ホールディングスの決算情報は全部のグループ会社の連結である。
損益計算書を見ると、売上高は事業会社のマクドナルドと同じ数字が並んでいる。
ということはエブリデイ・マックとTHE JVは、少なくともグループ外への売上はゼロで内部取引のみということである。

気になるのはTHE JVの存在である。
ドコモと合弁のこの会社のおかげで、電子マネーのiDが使えたり、最近熱心に取り組んでいるDカードのポイントが貯まったりするということのようである。
また、わたしは携帯がソフトバンクなので知らなかったが、ドコモの携帯を買うとマクドナルドのアプリがあらかじめプリインストールされているらしい。
(真偽のほどを確かめたわけではない)

携帯電話というのは、今や端末機器も通信速度も各社似たようなもので、あとは値段の叩き合いしか競合手段がなくなっている。
こういう状況でマクドナルドのようなナショナルチェーンと提携しておくと、携帯会社にとって幾らかの非価格競争力につながるのかもしれない。

そんなことはともかく、ホールディングスの決算書。
決算をざっと見渡した感じでは、事業会社のマクドナルドは売上と利益だけを計上し、資本市場や銀行からの資金調達など財務項目はホールディングスが引き受ける構造になっていることがよくわかる。

一昨年度まで2期連続で巨額の損失を計上したために、ホールディングスの長短借入金が200億円ほど増加し、最大80.5%もあった自己資本比率は直近で60.8%に低下している。
まあ低下したと言っても件の東芝などと比べると月とスッポンほどの違いがあるが。

また、ホールディングスの決算コメント内には「時価ベースの自己資本比率」の推移も載っていて、そっちの方は簿価より随分高くて225.4%。
(時価ベースの自己資本比率:市場株価で計算した自己資本比率)
しかもこっちは少なくともこの5年間、一貫して上昇し続けていて、株式市場はマクドナルドの将来を明るいと思っているようである。
あとホールディングスの方に材料費率と労務費比率も載っていて、材料費率35.4%、労務費比率28.7%、その他26.0%とある。
その他が気になるが、ファーストフード業界だけあって材料費も労務費もそれなりに高い。当期利益率も2.4%となかなか「リーン」な事業構造なのである。

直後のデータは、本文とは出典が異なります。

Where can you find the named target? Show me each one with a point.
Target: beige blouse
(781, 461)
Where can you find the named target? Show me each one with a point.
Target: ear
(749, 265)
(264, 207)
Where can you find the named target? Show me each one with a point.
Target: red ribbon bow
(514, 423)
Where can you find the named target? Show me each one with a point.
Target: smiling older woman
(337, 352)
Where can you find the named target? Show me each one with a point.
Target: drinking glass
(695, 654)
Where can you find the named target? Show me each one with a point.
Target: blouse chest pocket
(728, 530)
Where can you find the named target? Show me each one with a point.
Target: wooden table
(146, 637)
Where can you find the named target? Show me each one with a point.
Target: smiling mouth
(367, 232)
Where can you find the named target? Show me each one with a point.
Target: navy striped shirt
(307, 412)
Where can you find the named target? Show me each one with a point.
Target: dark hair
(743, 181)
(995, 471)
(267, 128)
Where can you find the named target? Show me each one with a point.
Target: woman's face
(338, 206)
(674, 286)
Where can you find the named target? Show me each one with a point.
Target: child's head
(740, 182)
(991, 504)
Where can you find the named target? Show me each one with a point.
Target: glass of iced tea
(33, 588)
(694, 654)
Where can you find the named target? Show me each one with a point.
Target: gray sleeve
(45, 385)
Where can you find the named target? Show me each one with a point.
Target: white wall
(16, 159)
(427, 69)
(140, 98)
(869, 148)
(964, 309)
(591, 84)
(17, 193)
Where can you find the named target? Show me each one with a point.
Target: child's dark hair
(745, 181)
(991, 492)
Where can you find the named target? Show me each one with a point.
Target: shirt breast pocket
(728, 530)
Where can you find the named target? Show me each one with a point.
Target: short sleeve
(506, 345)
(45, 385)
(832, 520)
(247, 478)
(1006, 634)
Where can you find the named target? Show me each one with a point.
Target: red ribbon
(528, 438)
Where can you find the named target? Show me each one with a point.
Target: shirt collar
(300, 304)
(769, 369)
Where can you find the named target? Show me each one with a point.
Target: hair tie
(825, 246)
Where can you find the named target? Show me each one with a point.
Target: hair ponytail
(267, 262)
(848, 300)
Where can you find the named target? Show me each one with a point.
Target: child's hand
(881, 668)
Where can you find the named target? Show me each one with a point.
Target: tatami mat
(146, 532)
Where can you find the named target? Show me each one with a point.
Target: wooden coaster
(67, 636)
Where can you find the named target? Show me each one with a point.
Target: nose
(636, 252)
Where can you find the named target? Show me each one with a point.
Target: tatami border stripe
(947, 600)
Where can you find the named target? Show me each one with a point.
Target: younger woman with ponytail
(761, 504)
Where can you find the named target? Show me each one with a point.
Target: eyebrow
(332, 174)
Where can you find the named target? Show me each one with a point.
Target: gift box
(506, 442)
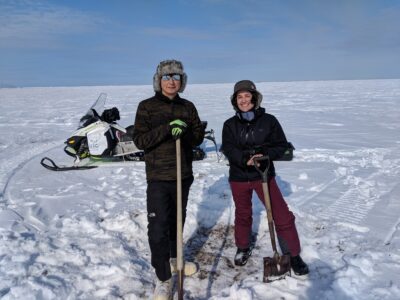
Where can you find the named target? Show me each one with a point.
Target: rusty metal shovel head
(276, 268)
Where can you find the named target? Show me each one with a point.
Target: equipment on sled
(100, 140)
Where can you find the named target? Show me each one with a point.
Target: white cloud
(177, 33)
(36, 24)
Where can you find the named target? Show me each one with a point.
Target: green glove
(178, 128)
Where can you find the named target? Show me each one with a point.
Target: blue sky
(105, 42)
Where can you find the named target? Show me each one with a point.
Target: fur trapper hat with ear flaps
(246, 85)
(169, 66)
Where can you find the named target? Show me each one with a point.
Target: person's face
(170, 85)
(243, 99)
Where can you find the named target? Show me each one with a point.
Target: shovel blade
(276, 268)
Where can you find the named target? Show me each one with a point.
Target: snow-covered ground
(83, 234)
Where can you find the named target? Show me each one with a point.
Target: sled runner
(100, 140)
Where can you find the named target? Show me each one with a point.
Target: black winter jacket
(241, 139)
(152, 133)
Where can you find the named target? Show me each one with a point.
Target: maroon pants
(283, 218)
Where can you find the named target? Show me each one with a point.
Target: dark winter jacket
(241, 139)
(152, 133)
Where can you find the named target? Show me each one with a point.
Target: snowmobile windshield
(95, 111)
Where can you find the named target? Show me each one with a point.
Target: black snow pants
(161, 216)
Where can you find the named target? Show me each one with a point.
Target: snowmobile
(100, 140)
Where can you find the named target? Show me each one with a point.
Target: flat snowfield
(83, 234)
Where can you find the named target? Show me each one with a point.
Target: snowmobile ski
(51, 165)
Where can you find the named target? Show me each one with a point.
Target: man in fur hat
(160, 120)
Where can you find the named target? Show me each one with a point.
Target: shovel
(278, 266)
(179, 225)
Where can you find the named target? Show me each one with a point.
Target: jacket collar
(257, 113)
(163, 98)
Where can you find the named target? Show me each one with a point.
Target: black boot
(298, 265)
(242, 255)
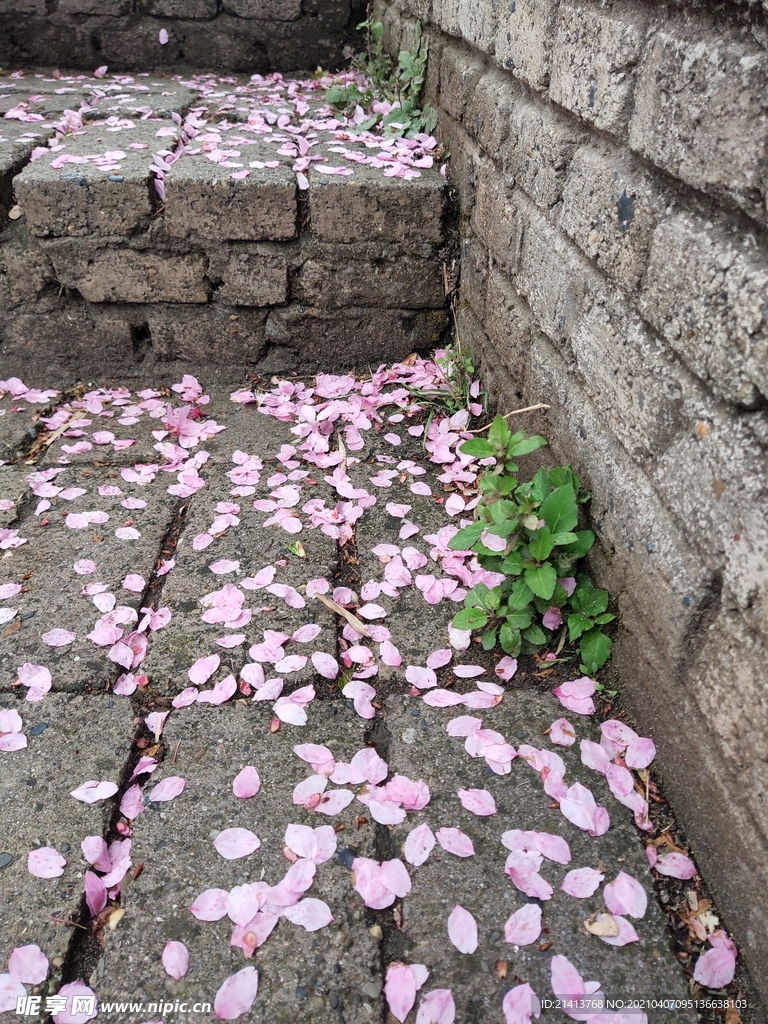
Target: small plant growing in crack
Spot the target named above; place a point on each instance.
(527, 532)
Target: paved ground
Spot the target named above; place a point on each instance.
(113, 666)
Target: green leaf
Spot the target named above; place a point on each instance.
(518, 620)
(588, 599)
(535, 635)
(559, 510)
(595, 650)
(499, 434)
(584, 541)
(467, 537)
(520, 595)
(510, 640)
(525, 445)
(478, 448)
(541, 544)
(579, 624)
(488, 639)
(512, 564)
(470, 619)
(542, 580)
(540, 485)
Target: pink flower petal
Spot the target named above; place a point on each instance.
(235, 843)
(463, 930)
(419, 844)
(582, 882)
(247, 782)
(437, 1007)
(524, 926)
(626, 895)
(520, 1005)
(45, 862)
(477, 802)
(28, 965)
(175, 958)
(310, 913)
(203, 669)
(237, 994)
(58, 638)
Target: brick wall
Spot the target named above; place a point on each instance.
(256, 36)
(610, 162)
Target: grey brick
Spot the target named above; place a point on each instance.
(203, 201)
(489, 108)
(369, 207)
(706, 292)
(279, 10)
(79, 199)
(631, 377)
(701, 110)
(538, 153)
(396, 280)
(461, 71)
(523, 41)
(553, 275)
(594, 53)
(175, 8)
(478, 20)
(248, 279)
(647, 556)
(109, 274)
(496, 217)
(610, 206)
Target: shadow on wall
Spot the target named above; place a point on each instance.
(252, 36)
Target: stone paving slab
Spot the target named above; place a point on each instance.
(302, 976)
(81, 199)
(420, 748)
(51, 597)
(66, 749)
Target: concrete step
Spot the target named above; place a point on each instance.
(211, 219)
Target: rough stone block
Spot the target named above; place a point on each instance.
(478, 22)
(489, 108)
(340, 281)
(80, 199)
(509, 325)
(496, 217)
(539, 150)
(348, 337)
(594, 53)
(553, 275)
(461, 71)
(113, 8)
(368, 207)
(648, 557)
(203, 201)
(632, 378)
(248, 279)
(465, 159)
(610, 206)
(176, 8)
(107, 274)
(475, 260)
(705, 292)
(279, 10)
(523, 41)
(701, 109)
(224, 335)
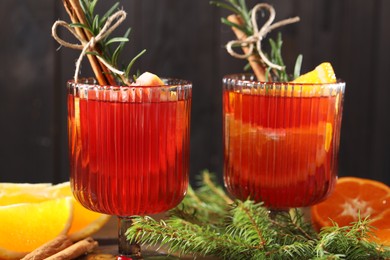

あとついでにフランチャイズ売上も含めた全店売上も載っていた。
2012/12期が5298億円。
それが2015/12期に3766億円まで減少(28%減)し、直近で4385億円まで回復したらしい。
ということはこの先、900億円分くらいは少なくとも売上拡大余地が残っているということだろうか。
その場合あと2割増くらいは行けることになる。

ということでマクドナルドという会社の将来は、結構明るいということが分かってかなり安心した。